Bimbingan kerohanian tersebut berkolaborasi dengan Penyuluh Agama Islam KUA Medan Kota, Imam Pratomo, M.H.I yang turut memberikan motivasi kepada para pasien. Dalam pesannya, ia mengajak seluruh pasien untuk tetap optimis menjalani proses pengobatan. “Jangan pernah kehilangan harapan. Tetaplah optimis, karena semangat dan keyakinan akan menjadi kekuatan dalam ikhtiar memperoleh kesembuhan. Insya Allah, Allah SWT akan memberikan jalan terbaik,” tutur Imam Pratomo. Kegiatan kemudian ditutup dengan doa bersama yang berlangsung khusyuk dan menyentuh hati para pasien.
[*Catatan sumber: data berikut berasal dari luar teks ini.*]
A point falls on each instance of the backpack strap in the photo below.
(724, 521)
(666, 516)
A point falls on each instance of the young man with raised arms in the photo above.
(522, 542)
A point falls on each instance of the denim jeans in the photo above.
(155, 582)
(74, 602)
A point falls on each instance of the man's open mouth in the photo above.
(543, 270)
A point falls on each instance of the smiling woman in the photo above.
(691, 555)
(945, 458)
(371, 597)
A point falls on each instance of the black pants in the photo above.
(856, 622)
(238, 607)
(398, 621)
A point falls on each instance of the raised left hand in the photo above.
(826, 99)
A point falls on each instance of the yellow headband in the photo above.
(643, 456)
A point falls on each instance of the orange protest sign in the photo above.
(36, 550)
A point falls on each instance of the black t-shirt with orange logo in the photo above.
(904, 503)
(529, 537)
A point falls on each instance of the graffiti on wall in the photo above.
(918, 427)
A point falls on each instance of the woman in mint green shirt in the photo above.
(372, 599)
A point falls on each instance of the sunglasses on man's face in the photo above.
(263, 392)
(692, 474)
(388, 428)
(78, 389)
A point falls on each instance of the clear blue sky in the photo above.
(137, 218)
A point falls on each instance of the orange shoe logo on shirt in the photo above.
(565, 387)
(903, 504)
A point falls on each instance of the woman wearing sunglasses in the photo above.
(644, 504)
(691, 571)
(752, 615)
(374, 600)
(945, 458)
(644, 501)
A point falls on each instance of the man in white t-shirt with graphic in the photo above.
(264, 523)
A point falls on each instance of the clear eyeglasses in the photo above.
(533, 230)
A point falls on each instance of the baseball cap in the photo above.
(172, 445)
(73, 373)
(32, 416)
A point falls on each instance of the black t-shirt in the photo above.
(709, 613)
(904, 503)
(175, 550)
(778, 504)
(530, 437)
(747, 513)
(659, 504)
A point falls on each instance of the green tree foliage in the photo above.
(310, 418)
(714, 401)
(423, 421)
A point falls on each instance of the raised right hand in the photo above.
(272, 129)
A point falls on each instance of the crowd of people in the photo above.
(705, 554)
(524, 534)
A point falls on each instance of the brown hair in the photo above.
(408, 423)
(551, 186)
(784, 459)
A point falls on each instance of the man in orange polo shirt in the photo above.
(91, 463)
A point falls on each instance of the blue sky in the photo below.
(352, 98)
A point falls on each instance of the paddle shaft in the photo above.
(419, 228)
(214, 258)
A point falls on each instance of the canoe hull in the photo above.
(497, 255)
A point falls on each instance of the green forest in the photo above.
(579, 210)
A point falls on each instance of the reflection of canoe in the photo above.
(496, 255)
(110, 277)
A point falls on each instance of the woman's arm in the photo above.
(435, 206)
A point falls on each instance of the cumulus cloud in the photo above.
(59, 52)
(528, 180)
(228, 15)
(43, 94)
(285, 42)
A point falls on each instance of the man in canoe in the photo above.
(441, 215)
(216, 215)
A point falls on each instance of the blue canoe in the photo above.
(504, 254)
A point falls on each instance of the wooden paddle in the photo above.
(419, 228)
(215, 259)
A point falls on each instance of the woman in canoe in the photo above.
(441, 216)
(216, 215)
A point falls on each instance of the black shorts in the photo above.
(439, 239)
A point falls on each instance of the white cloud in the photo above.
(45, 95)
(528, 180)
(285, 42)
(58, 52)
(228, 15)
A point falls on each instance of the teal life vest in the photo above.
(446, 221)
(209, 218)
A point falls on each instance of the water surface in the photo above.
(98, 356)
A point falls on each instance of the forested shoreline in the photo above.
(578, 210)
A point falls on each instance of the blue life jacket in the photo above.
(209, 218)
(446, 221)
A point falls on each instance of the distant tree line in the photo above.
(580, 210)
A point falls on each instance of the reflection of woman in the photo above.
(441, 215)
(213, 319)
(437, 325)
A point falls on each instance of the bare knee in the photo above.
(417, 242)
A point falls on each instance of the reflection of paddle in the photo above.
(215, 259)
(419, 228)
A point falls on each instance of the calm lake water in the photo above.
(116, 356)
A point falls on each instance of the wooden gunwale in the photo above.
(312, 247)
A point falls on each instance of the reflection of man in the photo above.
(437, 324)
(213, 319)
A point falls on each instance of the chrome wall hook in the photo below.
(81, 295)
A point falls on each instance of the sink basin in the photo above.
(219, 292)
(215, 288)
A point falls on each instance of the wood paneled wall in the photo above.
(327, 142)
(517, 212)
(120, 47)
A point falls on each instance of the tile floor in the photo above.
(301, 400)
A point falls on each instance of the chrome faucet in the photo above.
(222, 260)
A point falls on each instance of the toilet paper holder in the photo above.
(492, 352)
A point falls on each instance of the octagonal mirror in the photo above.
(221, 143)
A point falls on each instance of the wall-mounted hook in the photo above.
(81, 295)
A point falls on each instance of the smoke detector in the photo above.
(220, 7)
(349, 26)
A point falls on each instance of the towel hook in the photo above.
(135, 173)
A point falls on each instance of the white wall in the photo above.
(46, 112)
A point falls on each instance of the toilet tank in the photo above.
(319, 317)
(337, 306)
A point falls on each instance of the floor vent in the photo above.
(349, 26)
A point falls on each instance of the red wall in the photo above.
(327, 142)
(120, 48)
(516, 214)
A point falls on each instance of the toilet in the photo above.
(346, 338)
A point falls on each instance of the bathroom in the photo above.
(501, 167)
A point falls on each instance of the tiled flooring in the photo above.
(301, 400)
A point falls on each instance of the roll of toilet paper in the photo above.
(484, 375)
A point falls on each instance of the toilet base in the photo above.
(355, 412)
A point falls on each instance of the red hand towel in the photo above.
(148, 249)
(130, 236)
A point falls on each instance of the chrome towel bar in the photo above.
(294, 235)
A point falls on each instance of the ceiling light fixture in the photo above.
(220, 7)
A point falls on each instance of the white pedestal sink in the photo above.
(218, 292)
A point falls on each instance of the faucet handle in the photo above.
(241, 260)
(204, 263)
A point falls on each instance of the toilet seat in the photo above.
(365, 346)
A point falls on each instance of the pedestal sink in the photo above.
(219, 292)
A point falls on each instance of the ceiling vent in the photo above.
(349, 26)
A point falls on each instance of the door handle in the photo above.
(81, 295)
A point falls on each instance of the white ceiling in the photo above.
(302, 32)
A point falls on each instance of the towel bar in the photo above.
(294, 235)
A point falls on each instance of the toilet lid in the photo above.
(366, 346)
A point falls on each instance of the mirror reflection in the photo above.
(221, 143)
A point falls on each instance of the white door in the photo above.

Melalui kegiatan bimbingan kerohanian ini, KUA Kecamatan Medan Sunggal terus menunjukkan komitmennya dalam menghadirkan pelayanan keagamaan yang menyentuh langsung masyarakat, khususnya mereka yang sedang menjalani perawatan di rumah sakit. Diharapkan, penguatan spiritual yang diberikan dapat menumbuhkan kesabaran, ketenangan batin, serta semangat untuk sembuh sehingga para pasien mampu menghadapi ujian dengan penuh keimanan dan tawakal kepada Allah SWT.
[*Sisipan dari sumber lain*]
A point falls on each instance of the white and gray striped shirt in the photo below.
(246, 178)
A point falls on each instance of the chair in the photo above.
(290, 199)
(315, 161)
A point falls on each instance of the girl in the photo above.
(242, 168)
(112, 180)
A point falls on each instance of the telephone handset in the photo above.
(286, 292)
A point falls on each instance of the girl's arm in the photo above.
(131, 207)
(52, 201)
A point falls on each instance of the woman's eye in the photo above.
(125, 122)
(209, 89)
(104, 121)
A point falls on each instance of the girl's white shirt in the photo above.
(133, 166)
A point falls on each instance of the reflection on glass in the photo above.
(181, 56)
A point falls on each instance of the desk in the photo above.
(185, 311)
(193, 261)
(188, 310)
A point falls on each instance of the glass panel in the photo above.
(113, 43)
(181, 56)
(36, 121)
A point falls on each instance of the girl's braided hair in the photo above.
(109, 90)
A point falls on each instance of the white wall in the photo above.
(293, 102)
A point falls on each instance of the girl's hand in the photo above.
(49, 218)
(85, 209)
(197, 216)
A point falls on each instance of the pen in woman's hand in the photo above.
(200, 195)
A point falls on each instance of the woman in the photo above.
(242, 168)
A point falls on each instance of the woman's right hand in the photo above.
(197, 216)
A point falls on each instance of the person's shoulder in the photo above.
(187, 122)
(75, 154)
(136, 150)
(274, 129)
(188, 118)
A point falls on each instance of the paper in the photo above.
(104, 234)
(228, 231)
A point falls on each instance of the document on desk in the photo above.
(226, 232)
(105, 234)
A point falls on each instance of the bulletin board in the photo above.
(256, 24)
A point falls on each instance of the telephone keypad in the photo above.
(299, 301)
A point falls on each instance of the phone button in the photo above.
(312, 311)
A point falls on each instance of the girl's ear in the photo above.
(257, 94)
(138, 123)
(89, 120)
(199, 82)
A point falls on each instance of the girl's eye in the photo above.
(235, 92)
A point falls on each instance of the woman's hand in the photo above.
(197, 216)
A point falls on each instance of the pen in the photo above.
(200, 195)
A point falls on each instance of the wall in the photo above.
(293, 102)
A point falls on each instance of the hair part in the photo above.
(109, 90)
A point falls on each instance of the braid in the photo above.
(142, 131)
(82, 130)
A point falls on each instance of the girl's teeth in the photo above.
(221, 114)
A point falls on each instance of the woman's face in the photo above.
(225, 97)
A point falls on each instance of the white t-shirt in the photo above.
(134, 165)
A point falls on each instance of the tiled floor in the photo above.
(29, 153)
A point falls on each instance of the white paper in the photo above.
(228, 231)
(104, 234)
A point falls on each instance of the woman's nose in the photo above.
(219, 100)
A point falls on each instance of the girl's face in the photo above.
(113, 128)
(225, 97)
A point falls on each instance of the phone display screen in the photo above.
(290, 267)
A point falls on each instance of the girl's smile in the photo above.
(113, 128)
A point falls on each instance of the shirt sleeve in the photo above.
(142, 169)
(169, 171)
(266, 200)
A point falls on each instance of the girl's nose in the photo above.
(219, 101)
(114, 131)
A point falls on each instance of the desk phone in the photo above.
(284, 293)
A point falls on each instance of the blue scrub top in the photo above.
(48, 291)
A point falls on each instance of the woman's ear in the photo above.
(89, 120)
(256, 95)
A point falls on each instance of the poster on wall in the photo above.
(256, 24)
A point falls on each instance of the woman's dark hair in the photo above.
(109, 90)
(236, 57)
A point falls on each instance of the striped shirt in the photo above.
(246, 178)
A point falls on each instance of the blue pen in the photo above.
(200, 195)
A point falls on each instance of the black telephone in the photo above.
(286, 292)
Bimbingan kerohanian di RSU USU Medan menjadi wujud nyata kepedulian KUA Kecamatan Medan Sunggal dalam mendampingi pasien melalui pendekatan spiritual. Dengan menjadikan sabar dan salat sebagai kekuatan utama, diharapkan pasien memperoleh ketenangan hati, meningkatkan keimanan, serta memiliki semangat dan optimisme dalam menjalani proses penyembuhan.(Paidi).